In dem Alexandra nicht genau über das Thema schreibt
Als ich in der Sekundarschule war, durfte ich fast nichts tun. Seit ich nur acht Jahre alt war, tanze ich viel. Ich musste immer zur Hauptprobe gehen, oder wenn ich damit fertig war, musste ich meine Hausaufgabe machen. Deswegen hatte ich fast kein Zeit um mit Freunden auszugehen. Aber meine Eltern waren so viel strikter als die Eltern meiner Freunden, dass wenn ich Zeit hatte, durfte ich nicht tun, was sie taten. Ich durfte nicht Amerikanische Fußballspielen besuchen, weil ich ihnen nicht sagen könnte, genau wie viele Uhr es beendet haben wird. Als ich fünfzehn Jahre alt war, wollte ich mit zwei meiner Freundinnen zum Einkaufszentrum gehen. Mein Vater hat mir gesagt, dass fünfzehn zu jung war das Einkaufszentrum allein zu besuchen. Ich durfte nie später als halb Mitternacht nach Hause zurückkommen. Einmal, habe ich bei einer Freundin, die halber Uhr von mir wohnte, eingeschlafen. Ich weckte mich um halb Mitternacht auf, weil ihre Mutter dachte dass ich musste um halb Mitternacht weggehen.

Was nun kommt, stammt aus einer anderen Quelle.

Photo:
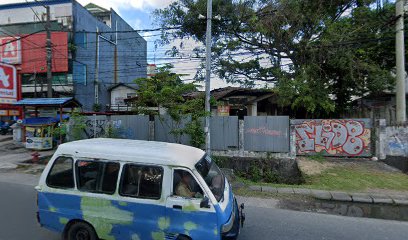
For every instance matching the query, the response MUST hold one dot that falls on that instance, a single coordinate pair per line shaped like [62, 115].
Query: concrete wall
[120, 93]
[397, 141]
[333, 137]
[21, 13]
[122, 56]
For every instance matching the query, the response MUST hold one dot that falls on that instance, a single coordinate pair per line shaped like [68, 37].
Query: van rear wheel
[81, 231]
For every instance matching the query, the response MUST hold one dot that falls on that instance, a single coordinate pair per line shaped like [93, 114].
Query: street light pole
[208, 78]
[400, 59]
[49, 53]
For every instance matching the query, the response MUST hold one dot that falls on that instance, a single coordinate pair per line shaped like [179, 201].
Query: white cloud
[118, 4]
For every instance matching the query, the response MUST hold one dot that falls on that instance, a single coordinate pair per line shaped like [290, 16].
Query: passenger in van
[110, 178]
[183, 189]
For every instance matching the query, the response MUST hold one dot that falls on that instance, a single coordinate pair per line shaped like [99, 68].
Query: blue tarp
[44, 101]
[40, 121]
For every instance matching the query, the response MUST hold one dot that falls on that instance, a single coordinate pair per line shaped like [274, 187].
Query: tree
[318, 54]
[165, 90]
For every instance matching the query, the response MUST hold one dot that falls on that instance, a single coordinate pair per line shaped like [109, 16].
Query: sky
[138, 13]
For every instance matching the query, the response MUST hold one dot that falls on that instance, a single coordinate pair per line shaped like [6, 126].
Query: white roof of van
[133, 151]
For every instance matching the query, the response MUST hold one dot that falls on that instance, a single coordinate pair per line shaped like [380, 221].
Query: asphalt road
[18, 206]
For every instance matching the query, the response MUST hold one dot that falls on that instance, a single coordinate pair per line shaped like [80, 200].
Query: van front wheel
[81, 231]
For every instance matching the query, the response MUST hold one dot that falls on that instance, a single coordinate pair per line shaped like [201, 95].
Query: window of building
[96, 176]
[61, 174]
[141, 181]
[81, 39]
[79, 73]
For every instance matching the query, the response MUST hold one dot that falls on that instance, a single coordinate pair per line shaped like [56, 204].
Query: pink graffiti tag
[264, 131]
[331, 135]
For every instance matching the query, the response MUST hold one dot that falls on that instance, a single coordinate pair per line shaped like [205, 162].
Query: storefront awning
[49, 102]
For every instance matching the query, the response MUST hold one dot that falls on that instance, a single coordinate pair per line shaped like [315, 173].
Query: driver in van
[183, 189]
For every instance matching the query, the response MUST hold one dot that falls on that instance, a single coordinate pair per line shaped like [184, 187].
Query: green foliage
[111, 131]
[96, 107]
[167, 91]
[60, 131]
[319, 54]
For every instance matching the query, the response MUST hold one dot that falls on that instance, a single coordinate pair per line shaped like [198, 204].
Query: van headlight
[229, 224]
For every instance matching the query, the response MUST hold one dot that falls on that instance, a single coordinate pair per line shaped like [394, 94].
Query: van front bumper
[238, 223]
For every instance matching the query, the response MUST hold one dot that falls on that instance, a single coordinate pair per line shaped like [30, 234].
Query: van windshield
[212, 175]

Ich rief meiner Mutter sofort an, aber sie war ganz gleich so wütend, dass ich nicht länger Zeit ausgehen durfte. Jetzt tue ich was ich will. Meine Eltern immer mir sagen, dass es ihnen nicht gefällt, wenn ich spät nach Hause kommen, aber sie niemehr sagen, dass ich nicht ausgehen darf. Es gibt immer Dinge, die ich nicht tun darf. Zum Beispiel, weiß mein Vater nicht, dass ich zwei Ohrlochstechen habe. Er wäre sehr wütend, wenn er es wüsste. Er hat mir schön gesagt, dass wenn ich ein Bachnabelpiercing bekomme, ich nicht mehr bei ihm wohnen darf.

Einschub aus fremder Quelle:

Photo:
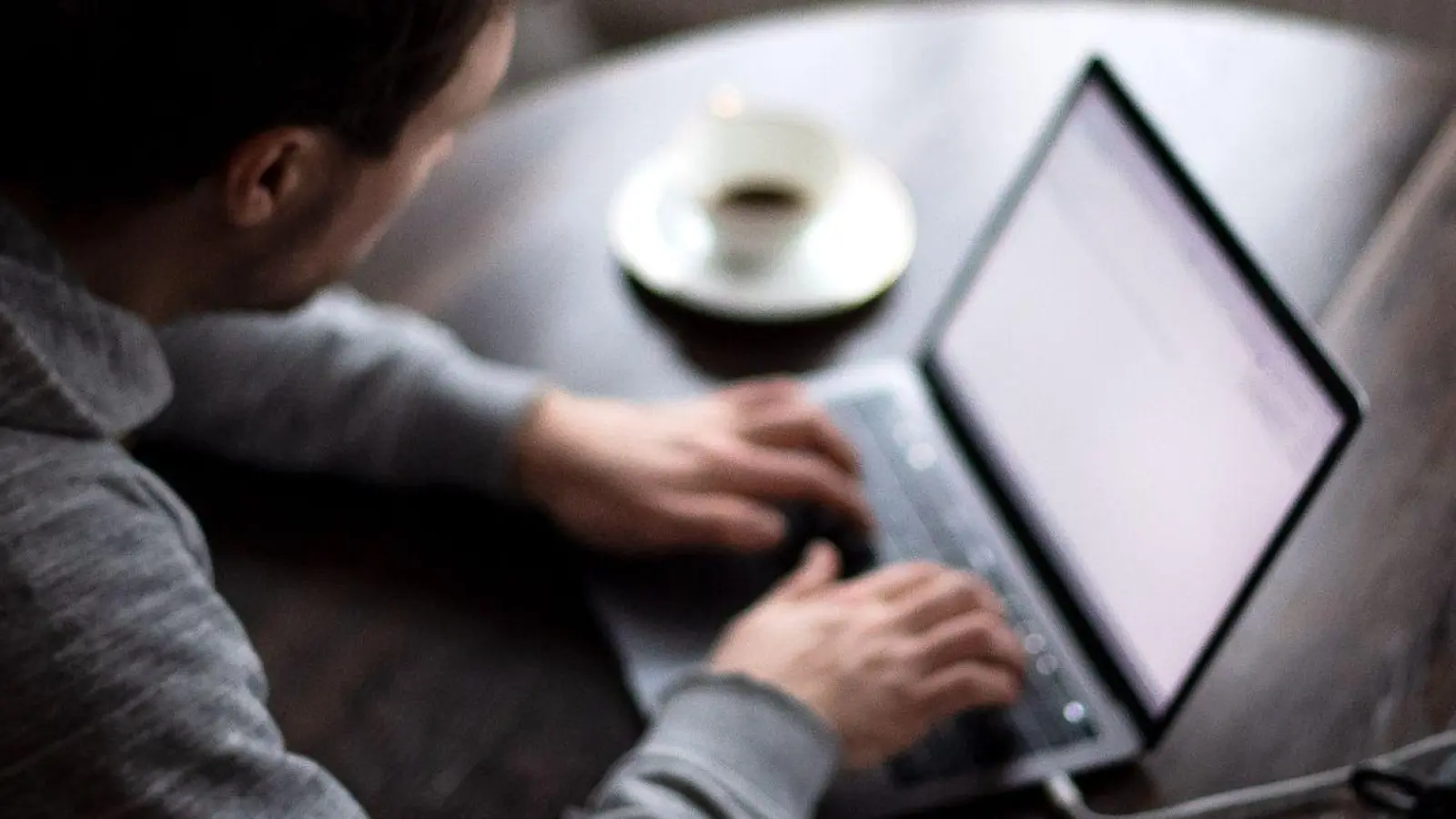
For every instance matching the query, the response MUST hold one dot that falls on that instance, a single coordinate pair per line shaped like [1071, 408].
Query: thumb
[819, 569]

Viele von meinen Freunden haben mir gesagt, dass ihre Eltern immer wissen müssen, was sie lesen oder welche Musik sie hören. Meine Eltern haben das nie gemacht. Ich habe immer viel gelesen, und meine Eltern haben mir was ich wollte zu lesen erlaubt. Seit ich zehn Jahre alt war, musste ich mein Licht nicht bis ich schlafe abdrehen. Es gab Nachts als ich nur zwölf Jahre alt war, wann ich die ganze Nacht gelesen habe. Meine Mutter hat mir gesagt, dass es meine Schuld war, wenn ich müde der nächste Tag war. Viele Dinge sind wie das jetzt. Ich darf eines Abends ausgehen, wenn ich zur Schule der nächste Tag gehen muss, aber ich darf nicht klagen.

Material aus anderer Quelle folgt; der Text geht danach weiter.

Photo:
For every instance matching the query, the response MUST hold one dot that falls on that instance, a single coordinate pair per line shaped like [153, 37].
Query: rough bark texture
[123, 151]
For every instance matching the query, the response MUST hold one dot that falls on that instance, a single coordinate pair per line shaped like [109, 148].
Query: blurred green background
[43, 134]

Ich habe eine Schwester, die zwei Jahre jünger als ich ist. Sie klagt viel, dass sie darf nicht so viel wie ich tun. Sie versteht nicht, dass sie darf mehr als ich, als ich siebzehn Jahre alt war. Sie will mit Freunden bis Mitternacht ausgehen, wenn sie zur Schule der nächste Tag muss. Sie will bei zwei Arbeiten arbeite, aber sie kann nicht ein Auto fahren. Ich denke, dass ich dürfte nicht so viel tun, aber meine Eltern wollen nicht, dass ich umziehe. Ich denke dass, sie lieber möchten, dass ich bei ihnen bleiben, weil sie damit genau wissen können, was ich mache. Vielleicht haben sie Angst, dass ich rebellieren werde, nach so vielen strikten Jahren.